Die USA und ihre Alliierten haben mit ihren Luftschlägen offenbar auf die sunnitischen Extremisten in deren faktischer Hauptstadt Rakka gezielt. Nach Informationen amerikanischer Offizieller beteiligten sich Bahrain, Jordanien, Katar, Saudi Arabien und die Vereinigten Arabischen Emirate an den Angriffen. In der Nacht zu Dienstag lagen noch keine Erklärungen der entsprechenden Staaten zur Beteiligung ihrer Streitkräfte selbst vor.

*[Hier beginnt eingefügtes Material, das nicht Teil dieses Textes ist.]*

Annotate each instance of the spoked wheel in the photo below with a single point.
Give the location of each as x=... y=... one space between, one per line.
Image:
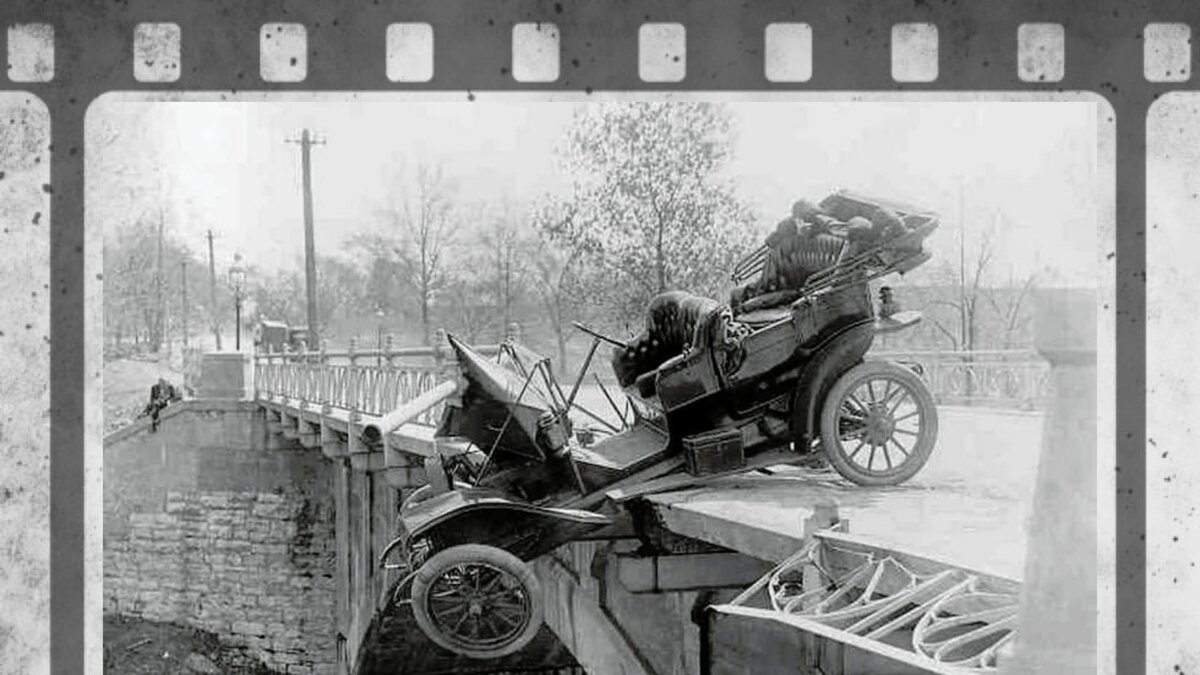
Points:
x=879 y=424
x=478 y=601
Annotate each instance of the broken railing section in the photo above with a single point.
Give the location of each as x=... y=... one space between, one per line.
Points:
x=856 y=608
x=364 y=382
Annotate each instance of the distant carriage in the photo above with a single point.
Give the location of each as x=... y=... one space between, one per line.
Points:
x=273 y=336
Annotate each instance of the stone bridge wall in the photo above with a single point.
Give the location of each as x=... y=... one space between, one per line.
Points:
x=208 y=527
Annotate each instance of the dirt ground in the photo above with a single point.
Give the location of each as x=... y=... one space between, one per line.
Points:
x=147 y=647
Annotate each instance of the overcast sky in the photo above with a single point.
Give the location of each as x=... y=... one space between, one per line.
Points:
x=229 y=168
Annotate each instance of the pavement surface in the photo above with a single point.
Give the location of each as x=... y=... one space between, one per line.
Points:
x=967 y=507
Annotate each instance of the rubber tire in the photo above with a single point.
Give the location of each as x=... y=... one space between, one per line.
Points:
x=832 y=407
x=462 y=554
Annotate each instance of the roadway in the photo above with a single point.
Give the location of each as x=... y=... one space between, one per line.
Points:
x=967 y=507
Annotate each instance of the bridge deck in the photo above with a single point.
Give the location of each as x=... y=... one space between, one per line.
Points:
x=967 y=507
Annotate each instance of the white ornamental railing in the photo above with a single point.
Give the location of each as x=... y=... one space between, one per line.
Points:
x=364 y=382
x=1011 y=378
x=376 y=382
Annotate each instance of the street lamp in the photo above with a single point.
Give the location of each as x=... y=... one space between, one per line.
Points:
x=379 y=315
x=238 y=282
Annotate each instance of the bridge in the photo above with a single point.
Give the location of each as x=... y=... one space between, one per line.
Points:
x=259 y=508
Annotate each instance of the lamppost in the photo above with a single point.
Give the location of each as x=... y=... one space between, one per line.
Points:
x=238 y=282
x=379 y=315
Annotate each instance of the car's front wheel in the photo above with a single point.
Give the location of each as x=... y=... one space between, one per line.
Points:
x=478 y=601
x=879 y=424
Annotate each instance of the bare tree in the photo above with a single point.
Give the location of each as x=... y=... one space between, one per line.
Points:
x=1009 y=303
x=504 y=239
x=558 y=269
x=424 y=227
x=967 y=282
x=648 y=197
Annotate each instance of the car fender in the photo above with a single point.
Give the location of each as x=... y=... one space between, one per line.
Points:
x=829 y=362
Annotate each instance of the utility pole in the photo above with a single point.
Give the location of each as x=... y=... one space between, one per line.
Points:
x=160 y=308
x=306 y=142
x=213 y=293
x=183 y=279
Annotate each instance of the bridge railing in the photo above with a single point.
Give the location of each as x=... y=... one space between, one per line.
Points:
x=1008 y=378
x=364 y=382
x=375 y=382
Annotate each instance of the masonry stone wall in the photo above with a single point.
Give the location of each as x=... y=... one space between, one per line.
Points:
x=208 y=527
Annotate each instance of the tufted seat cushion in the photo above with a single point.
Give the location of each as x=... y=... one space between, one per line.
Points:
x=792 y=257
x=671 y=324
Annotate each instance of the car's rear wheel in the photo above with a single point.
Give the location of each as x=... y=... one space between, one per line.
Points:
x=478 y=601
x=879 y=424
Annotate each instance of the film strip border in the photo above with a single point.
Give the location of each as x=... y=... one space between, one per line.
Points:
x=787 y=57
x=1129 y=53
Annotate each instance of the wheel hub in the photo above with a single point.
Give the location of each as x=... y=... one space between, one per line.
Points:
x=880 y=425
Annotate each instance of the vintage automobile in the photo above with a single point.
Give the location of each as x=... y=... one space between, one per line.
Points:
x=778 y=375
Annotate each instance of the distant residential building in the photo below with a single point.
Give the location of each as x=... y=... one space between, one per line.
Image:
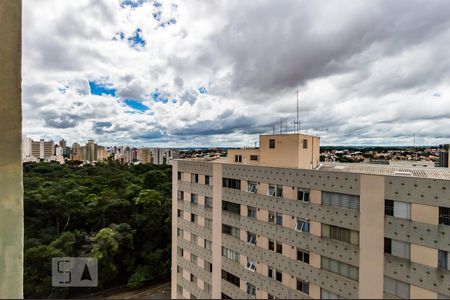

Am Montagmittag noch hatte der jordanische König Abdullah in New York auf dem Jahrestreffen der Clinton Foundation gesprochen. Seine und die Einlassungen anderer Staatsführer wurden für Dienstag erwartet.
Krisendiplomatie zwischen den USA und ihren Verbündeten
Die Aktion auf Rakka und Umgebung war massiv angelegt und wurde von amerikanischen und arabischen Kampffliegern ausgeführt. Zur Unterstützung kamen Tomahawk-Raketen, die von US-Kriegsschiffen abgefeuert wurden. Ziele waren nach Darstellung aus der Regierung Kommandostrukturen des IS, Waffendeports, und Infrastruktureinrichtungen. Wann die Aktion beendet sein würde, blieb in der Nacht unklar. Ersichtlich war aber auf jeden Fall, dass es sich hierbei nicht um eine relativ beschränkte Operation gehandelt hat.
Den Angriffen war intensive Krisendiplomatie zwischen den USA und ihren Verbündeten vorausgegangen. Um die bereits jenseits des Protokolls zugesagte militärische Unterstützung der sunnistisch-arabischen Partner nicht zu verlieren, hatten die USA und die Nato-Staaten zuletzt in der vergangenen Woche in Paris auf die iranische Bereitschaft zur Unterstützung verzichtet. Ohne die Beteiligung sunnitischer Kräfte in der Region, hatte Obama immer klar gemacht, werde es keine militärische Aktion auf oder über syrischem Territorium gegen die sunnitischen Terroristen geben. Die Bereitschaft Saudi-Arabiens gilt als Schlüssel zur militärischen Zusammenarbeit.
Trotz des nur mühsam kontrollierten Konflikts in der Ukraine und der dramatischen Ebola-Krise in West-Afrika, steht spätestens jetzt der Kampf gegen den IS im Mittelpunkt der UN-Beratungen in dieser Woche in New York. Am Mittwoch spricht der US-Präsident vor der Vollversammlung. Am Nachmittag desselben Tages ist eine Sitzung des Un-Sicherheitsrats zur Abwehr der Gefahr durch die sogenannten ausländischen Kämpfer geplant.